Continental could inject up to $200 million into the proposed subsidiary, the company said in an application filed during the first quarter.

Reports of that bid as well as one from Citibank appeared in Monday's edition of Swaps Monitor, a New York-based newsletter.

Though Citibank and Continental would be the first banks to set up independent swaps units, Merrill Lynch & Co. and Goldman, Sachs & Co. have already done so.

"It's what everybody who has a franchise and concerns about their own balance sheet is thinking about," said Denise Boutross, executive vice president at DKB Financial Products.

Regulators Seen Acquiescing

Mr. Huber said he could not estimate when Continental would get a response from the Comptroller of the Currency. However, banking lawyers said they do not expect significant problems from regulators.

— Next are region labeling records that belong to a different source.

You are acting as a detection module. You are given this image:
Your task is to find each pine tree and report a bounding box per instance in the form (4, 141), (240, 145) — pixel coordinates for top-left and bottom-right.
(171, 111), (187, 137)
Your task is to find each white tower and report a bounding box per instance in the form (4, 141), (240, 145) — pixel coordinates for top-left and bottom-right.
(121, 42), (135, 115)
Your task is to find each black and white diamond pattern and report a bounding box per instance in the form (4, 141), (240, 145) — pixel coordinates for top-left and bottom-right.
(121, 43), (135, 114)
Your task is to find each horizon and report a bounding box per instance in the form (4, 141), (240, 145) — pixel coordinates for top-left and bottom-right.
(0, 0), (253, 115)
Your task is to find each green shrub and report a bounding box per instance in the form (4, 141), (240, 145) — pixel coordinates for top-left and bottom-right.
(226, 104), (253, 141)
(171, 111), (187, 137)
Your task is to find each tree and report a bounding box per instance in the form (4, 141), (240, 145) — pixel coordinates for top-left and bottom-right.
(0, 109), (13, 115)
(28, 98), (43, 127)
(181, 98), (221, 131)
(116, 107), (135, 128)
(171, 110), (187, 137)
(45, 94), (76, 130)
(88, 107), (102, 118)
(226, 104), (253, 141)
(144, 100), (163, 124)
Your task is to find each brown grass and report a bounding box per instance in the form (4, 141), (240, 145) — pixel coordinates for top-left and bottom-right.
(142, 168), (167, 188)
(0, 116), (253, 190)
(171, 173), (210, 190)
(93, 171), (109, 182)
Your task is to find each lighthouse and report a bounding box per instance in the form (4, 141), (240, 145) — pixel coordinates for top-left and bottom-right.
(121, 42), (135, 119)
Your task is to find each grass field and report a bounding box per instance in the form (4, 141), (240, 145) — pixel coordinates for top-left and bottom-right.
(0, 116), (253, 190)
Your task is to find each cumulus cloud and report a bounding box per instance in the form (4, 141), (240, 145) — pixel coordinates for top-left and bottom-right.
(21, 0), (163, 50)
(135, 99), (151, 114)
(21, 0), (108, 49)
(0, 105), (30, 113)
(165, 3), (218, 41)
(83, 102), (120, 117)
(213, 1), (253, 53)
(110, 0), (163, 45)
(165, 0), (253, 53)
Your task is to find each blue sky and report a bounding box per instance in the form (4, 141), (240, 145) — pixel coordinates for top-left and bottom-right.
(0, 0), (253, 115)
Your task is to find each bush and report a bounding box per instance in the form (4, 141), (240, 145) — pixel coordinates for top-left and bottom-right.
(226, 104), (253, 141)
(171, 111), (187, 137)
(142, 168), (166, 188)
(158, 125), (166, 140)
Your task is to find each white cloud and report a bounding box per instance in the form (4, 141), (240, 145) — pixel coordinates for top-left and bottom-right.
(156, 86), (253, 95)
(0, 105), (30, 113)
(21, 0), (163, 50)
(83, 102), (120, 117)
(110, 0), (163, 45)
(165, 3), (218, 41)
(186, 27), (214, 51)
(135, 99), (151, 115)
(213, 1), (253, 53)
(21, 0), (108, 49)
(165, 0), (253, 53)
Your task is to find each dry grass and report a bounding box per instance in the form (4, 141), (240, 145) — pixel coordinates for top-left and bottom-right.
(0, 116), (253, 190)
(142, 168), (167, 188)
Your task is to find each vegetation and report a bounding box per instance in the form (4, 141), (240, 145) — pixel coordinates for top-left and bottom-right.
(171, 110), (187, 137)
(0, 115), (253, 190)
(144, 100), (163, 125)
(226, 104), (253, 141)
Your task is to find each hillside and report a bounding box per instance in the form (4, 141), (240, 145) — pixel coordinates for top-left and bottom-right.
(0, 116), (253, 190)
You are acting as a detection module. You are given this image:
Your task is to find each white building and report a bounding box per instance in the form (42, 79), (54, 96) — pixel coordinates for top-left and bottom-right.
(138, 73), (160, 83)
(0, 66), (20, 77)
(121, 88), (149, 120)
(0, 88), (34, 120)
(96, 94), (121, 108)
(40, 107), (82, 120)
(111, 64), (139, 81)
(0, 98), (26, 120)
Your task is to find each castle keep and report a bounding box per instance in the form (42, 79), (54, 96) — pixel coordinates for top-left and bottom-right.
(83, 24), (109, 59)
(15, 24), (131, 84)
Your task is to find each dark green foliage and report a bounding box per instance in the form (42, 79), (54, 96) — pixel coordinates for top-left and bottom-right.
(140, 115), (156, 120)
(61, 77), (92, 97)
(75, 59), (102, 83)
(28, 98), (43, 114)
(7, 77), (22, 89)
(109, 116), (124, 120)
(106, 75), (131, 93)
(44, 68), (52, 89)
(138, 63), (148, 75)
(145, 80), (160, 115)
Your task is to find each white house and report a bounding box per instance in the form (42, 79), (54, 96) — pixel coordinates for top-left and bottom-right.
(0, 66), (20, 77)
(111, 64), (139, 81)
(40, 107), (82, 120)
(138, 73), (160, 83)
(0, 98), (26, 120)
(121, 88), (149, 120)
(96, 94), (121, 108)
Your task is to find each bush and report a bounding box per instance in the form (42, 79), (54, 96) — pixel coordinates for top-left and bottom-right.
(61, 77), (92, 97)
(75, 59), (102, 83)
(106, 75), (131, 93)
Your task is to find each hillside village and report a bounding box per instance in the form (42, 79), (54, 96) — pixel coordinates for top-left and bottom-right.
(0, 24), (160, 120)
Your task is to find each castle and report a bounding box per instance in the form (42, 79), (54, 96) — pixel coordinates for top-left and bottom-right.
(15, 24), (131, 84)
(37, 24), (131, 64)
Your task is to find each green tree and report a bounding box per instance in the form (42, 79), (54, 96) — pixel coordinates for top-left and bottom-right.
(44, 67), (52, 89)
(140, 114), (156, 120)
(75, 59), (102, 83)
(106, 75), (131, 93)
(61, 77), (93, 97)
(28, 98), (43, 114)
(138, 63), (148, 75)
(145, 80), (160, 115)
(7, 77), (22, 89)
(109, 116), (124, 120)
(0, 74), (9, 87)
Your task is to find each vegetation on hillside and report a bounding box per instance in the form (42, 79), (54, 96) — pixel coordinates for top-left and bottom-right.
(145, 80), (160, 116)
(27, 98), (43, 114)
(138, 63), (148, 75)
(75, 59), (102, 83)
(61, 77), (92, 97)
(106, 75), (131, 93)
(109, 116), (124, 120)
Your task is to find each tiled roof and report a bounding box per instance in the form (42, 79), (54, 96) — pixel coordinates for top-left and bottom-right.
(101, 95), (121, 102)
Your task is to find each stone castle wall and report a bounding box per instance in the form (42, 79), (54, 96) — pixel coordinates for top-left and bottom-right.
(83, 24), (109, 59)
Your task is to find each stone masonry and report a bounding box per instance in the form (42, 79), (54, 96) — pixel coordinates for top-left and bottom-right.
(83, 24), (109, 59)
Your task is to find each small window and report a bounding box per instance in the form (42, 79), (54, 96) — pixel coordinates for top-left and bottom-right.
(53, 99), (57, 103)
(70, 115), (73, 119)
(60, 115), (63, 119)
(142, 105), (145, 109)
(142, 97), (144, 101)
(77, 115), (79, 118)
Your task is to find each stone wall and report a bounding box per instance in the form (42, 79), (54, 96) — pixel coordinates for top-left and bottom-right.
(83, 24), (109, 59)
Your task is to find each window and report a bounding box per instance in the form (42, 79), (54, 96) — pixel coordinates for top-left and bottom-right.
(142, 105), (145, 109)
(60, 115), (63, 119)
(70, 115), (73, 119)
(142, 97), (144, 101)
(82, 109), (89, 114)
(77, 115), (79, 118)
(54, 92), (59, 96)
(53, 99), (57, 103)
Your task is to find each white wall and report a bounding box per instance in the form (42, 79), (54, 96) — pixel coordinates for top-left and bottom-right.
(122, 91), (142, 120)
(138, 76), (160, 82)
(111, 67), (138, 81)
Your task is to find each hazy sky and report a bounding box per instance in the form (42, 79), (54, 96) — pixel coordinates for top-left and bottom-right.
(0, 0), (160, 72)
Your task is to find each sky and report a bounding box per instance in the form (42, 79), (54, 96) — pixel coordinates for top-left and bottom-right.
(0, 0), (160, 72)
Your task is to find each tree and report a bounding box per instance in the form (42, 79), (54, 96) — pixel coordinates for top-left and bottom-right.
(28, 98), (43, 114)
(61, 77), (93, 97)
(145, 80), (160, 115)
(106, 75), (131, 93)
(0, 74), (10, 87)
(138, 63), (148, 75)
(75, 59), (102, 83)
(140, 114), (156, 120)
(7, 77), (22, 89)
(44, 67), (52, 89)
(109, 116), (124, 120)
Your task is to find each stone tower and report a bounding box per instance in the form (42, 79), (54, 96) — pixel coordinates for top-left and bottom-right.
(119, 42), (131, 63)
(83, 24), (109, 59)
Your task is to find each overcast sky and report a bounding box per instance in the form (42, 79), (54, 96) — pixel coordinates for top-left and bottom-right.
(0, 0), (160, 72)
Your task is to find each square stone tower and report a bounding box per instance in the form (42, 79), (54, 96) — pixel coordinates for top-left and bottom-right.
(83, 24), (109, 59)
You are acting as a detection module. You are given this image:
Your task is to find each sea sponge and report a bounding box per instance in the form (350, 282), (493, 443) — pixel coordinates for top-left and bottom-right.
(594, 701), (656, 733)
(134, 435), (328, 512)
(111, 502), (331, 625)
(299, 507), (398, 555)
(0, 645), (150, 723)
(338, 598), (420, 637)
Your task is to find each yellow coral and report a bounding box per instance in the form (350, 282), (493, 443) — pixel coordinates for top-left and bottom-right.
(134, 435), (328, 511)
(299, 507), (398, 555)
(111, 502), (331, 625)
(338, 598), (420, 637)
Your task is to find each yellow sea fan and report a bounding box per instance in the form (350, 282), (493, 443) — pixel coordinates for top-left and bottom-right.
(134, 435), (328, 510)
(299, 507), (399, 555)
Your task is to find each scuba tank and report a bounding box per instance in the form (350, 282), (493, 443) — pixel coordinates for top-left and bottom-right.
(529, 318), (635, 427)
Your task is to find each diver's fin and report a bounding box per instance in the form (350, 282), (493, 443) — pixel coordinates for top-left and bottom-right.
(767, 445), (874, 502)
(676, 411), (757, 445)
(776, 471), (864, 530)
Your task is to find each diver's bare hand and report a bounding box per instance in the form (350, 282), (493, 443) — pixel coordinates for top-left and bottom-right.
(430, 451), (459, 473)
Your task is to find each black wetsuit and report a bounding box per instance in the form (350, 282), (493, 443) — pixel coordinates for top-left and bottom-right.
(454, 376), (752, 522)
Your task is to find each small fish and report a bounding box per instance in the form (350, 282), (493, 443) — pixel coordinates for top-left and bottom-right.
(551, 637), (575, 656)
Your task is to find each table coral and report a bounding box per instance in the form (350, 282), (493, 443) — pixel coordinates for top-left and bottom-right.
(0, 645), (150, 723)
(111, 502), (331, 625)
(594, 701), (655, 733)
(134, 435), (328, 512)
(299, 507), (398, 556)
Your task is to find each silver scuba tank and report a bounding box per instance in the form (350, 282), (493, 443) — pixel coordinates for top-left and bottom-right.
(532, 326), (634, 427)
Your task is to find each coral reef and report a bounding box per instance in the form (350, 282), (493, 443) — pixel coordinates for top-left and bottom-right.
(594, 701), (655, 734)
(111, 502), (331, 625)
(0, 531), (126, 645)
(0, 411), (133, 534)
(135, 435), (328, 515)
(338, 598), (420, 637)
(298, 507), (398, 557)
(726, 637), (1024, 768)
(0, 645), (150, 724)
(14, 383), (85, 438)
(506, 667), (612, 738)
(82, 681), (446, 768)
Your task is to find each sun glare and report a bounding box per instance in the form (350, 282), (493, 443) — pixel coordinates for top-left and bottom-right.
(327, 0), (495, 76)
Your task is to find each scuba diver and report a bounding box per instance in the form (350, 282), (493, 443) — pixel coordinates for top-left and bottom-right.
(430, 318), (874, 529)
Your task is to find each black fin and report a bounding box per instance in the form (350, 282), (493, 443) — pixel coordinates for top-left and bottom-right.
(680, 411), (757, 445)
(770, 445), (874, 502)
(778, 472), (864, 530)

"It's not a troublesome regulatory issue because, with both national banks and state-regulated banks, it's clearly established that doing swaps business is incidental to banking," said a lawyer who asked for anonymity.

The lawyer, who is working on a related application, added, however, that a derivatives subsidiary is not a cut-and-dried business solution to credit problems.

"People differ as to whether this is a cost-effective way to do business," she said. "It depends on what the rating agency will accept and issues such as whether you pass the risk back to an affiliate or a parent."

In its application, Continental sought to assure the bank regulator that it was not putting its capital at risk. The subsidiary would undertake business only with parties whose ratings are A-minus or better, it said.

It also said that the unit would offset the risk of each swaps contract by entering into a "mirror derivative transaction" with Continental Bank, thus assuring counterparties that the unit would have a perfectly matched "book."

To maintain its legal separation from the bank, the subsidiary would have at least one executive officer and one employee not connected to the parent, according to the application.

It is not clear how much derivatives business - swaps, options on swaps, and forward contracts - the Continental subsidiary could undertake with its capitalization. But rating agency officials have indicated that, if the subsidiary's credit exposure were less than or equal to its capital, it would probably merit a top credit rating, Mr. Huber said.

That could translate into billions of dollars in derivatives business, measured by the notional principal amount underlying the contracts.

At the end of 1991, Continental had $56.4 billion of outstanding swaps, down slightly from the $56.9 billion at the end of 1990. Similarly, Citicorp's swaps agreements outstanding declined to $257 billion at the end of 1991, from $280.1 billion at the end of 1990.

In contrast, the AAA-rated Morgan Guaranty Bank saw its swap book grow to $329.1 billion at the end of 1991, from $267.2 billion at the end of 1990.

The Merrill and Goldman units are seen by market experts as prototypes for the operations banks are considering.

Merrill injected $300 million of equity into its subsidiary, which began doing business late last year. It also pumped in $50 million of preferred equity raised from outside investors. Since the unit's top officers are senior officials of Merrill Lynch, staff additions have been few, said David Milich, a director at Merrill.